Bears great Devin Hester falls short of Hall of Fame in Year 1, but his time will come
Hester was not part of the 2022 Hall of Fame class that was announced Thursday, but it seems inevitable that the greatest return man in NFL history will get his moment eventually.
INGLEWOOD, Calif. — Devin Hester is one of the Bears’ most exciting players in their century of existence and already has secured his spot as one of the franchise’s all-time greats.
He doesn’t need the validation of making the Hall of Fame, but it’s a safe bet that he’ll get it eventually, despite being left out when the 2022 class was announced Thursday. Hester would’ve been the first to make it primarily as a returner and had hoped for the ultimate validation of getting in on the first ballot.
His stature in Chicago has never been in question. It shouldn’t be questioned at large, either, and it seems inevitable that he’ll have his day in Canton, Ohio. This was his first of 20 years on the ballot, and it’s unlikely he’ll need that long to make it.
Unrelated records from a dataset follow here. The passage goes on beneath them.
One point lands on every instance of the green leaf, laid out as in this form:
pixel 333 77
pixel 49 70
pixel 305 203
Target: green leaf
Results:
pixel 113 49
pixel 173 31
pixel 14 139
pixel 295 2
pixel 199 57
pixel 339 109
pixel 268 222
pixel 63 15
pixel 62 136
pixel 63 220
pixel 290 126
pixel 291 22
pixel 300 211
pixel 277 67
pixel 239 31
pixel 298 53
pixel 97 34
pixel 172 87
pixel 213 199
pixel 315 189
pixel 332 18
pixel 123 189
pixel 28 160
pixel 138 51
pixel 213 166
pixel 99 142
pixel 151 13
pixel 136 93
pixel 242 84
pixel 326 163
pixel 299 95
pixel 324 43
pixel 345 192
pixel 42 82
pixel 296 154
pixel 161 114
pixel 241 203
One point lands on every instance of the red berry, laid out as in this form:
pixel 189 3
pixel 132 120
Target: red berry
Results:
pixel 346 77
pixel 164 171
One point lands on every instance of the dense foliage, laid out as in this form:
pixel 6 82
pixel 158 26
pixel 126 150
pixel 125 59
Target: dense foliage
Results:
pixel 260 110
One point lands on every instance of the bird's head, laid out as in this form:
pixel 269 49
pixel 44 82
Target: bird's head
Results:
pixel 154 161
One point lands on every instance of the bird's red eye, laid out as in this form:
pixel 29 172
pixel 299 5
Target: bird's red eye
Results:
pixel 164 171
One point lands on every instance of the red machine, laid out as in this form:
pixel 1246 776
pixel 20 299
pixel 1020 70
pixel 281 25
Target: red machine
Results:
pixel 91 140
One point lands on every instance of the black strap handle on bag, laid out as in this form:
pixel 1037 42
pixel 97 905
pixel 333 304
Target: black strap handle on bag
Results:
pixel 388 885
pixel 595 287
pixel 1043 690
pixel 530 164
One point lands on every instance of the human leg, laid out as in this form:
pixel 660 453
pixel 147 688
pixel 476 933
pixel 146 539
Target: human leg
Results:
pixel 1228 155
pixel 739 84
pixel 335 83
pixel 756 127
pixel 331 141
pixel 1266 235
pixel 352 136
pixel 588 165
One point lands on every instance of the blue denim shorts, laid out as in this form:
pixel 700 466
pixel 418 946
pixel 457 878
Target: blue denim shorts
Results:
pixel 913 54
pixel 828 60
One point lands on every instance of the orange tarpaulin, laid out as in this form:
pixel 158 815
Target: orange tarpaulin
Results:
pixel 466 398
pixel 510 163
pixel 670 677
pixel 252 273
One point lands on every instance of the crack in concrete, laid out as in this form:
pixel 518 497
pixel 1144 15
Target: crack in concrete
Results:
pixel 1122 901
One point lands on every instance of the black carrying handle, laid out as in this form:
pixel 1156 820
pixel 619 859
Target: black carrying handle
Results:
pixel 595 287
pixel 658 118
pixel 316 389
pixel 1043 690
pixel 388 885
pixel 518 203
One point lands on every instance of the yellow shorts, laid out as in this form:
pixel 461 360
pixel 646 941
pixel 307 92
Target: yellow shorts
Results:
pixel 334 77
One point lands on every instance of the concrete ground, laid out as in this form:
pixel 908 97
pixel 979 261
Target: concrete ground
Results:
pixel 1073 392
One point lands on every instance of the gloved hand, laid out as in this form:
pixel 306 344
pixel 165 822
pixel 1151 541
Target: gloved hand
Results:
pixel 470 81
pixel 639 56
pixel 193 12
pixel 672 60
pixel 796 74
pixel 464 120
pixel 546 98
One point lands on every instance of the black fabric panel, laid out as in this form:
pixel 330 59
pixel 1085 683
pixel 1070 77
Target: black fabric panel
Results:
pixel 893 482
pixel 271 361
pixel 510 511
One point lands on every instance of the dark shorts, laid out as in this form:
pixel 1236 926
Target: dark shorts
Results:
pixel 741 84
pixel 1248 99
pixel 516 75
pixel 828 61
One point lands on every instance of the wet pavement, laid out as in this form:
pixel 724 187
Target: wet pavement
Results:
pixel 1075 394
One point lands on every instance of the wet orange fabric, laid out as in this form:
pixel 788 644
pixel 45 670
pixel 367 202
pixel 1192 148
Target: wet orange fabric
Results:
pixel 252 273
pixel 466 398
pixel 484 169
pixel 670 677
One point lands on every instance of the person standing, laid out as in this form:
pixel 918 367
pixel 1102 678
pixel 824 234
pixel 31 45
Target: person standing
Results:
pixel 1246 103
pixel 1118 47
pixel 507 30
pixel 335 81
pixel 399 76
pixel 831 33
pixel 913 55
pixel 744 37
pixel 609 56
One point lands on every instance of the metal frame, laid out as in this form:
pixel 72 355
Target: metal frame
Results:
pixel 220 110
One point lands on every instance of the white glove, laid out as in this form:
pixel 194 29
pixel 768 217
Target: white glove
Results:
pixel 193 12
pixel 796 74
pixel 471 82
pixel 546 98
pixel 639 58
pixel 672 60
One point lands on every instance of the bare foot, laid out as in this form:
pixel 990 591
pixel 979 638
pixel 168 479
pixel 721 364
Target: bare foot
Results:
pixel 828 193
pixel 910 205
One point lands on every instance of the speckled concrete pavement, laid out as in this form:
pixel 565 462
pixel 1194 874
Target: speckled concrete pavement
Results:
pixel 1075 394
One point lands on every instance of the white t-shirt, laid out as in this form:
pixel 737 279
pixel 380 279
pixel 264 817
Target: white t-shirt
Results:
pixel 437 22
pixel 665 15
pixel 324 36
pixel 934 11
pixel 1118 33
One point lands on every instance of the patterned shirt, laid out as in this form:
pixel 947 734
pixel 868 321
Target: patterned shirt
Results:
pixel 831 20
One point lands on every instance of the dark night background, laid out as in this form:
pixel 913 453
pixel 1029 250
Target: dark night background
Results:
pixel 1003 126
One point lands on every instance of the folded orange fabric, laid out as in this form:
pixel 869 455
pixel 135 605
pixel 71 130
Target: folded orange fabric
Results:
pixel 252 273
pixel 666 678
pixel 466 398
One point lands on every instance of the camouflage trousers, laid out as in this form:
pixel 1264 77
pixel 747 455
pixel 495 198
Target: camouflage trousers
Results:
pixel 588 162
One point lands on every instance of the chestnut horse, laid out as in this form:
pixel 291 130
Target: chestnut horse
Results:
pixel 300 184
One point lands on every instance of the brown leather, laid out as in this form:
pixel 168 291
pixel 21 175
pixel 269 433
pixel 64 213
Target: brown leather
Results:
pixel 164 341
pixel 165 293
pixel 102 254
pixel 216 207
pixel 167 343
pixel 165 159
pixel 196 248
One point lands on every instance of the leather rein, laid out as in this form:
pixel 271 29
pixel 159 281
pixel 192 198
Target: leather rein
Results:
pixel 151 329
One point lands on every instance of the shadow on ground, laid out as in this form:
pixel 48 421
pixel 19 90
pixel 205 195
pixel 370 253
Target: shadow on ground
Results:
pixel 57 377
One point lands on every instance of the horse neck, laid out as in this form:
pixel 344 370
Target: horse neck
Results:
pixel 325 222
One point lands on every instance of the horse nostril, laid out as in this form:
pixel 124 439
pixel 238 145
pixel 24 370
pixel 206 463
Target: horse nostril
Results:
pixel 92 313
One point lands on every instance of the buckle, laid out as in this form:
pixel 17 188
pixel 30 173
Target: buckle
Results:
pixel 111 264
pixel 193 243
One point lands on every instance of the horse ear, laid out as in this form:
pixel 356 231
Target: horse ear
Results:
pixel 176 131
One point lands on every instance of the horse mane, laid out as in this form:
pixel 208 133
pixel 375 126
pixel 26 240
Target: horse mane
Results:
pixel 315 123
“First off congrats to the 2022 HOF [class], but this hurts for me not being a first-ballot [selection],” Hester posted on Twitter. “I really wanted this one bad, but life goes on and hopefully it will happen someday.”
Hester turned what is often a mundane, forgettable part of a game into the main event, and the Bears haven’t had anybody like him since. They’re hoping quarterback Justin Fields can bring that electricity back to Soldier Field.
Hester taking his spot as he awaited a punt or kickoff was as thrilling as anything has been in recent Chicago sports history. The anticipation was right there with Patrick Kane in the open ice, Derrick Rose at the top of the key or Frank Thomas in the batter’s box. Stop everything, or risk missing a moment.
Beyond the splashy memories of game-changing plays, the numbers back up Hester’s case for the Hall of Fame.
He owns the NFL record with 20 special-teams touchdowns in the regular season and added one of the league’s most spectacular highlights by running back the opening kickoff of Super Bowl XLI against the Colts.
“It didn’t matter where the hell they kicked it,” former teammate Alex Brown said. “He always had a chance. He was just that good.”
Hester was an All-Pro three times in his first five seasons and a second-teamer in another. Long after he’d been written off as finished, he made the Pro Bowl again with the Falcons at 32. His 11-season run meets the threshold of dominance to make the Hall of Fame.
The Bears certainly believed so when they named their top 100 players for the centennial celebration and ranked Hester No. 20.
The Hall of Fame voters were not fully convinced, though, and left Hester out while certifying an eight-man class. That group includes six players: Jaguars left tackle Tony Boselli, Packers safety LeRoy Butler, Panthers linebacker Sam Mills, Patriots defensive lineman Richard Seymour, 49ers defensive tackle Bryant Young and Raiders wide receiver Cliff Branch. They also inducted former ref Art McNally and coach Dick Vermeil.
In this class, only Butler earned more All-Pro selections (four) than Hester. Boselli, Seymour and Branch also had three.
“Once you get to the semifinalists’ list, all of those guys are deserving,” Seymour said when asked about Hester missing the cut. “All of those guys are super talented and hopefully all of them will get in, but it’s only five slots [for modern-era players]. That’s the unfortunate part, but they deserve their day.”
The presumed objection to Hester, of course, is that a returner’s impact on the game could never be large enough to warrant Hall of Fame induction. Perhaps if Hester had more success when the Bears tried him at wide receiver and running back, he would’ve had a better chance. Still, he added 3,427 rushing and receiving yards and 17 touchdowns in that endeavor.
But even as just a returner, he was so effective that he merits the exception. It seems likely the voters eventually will concede.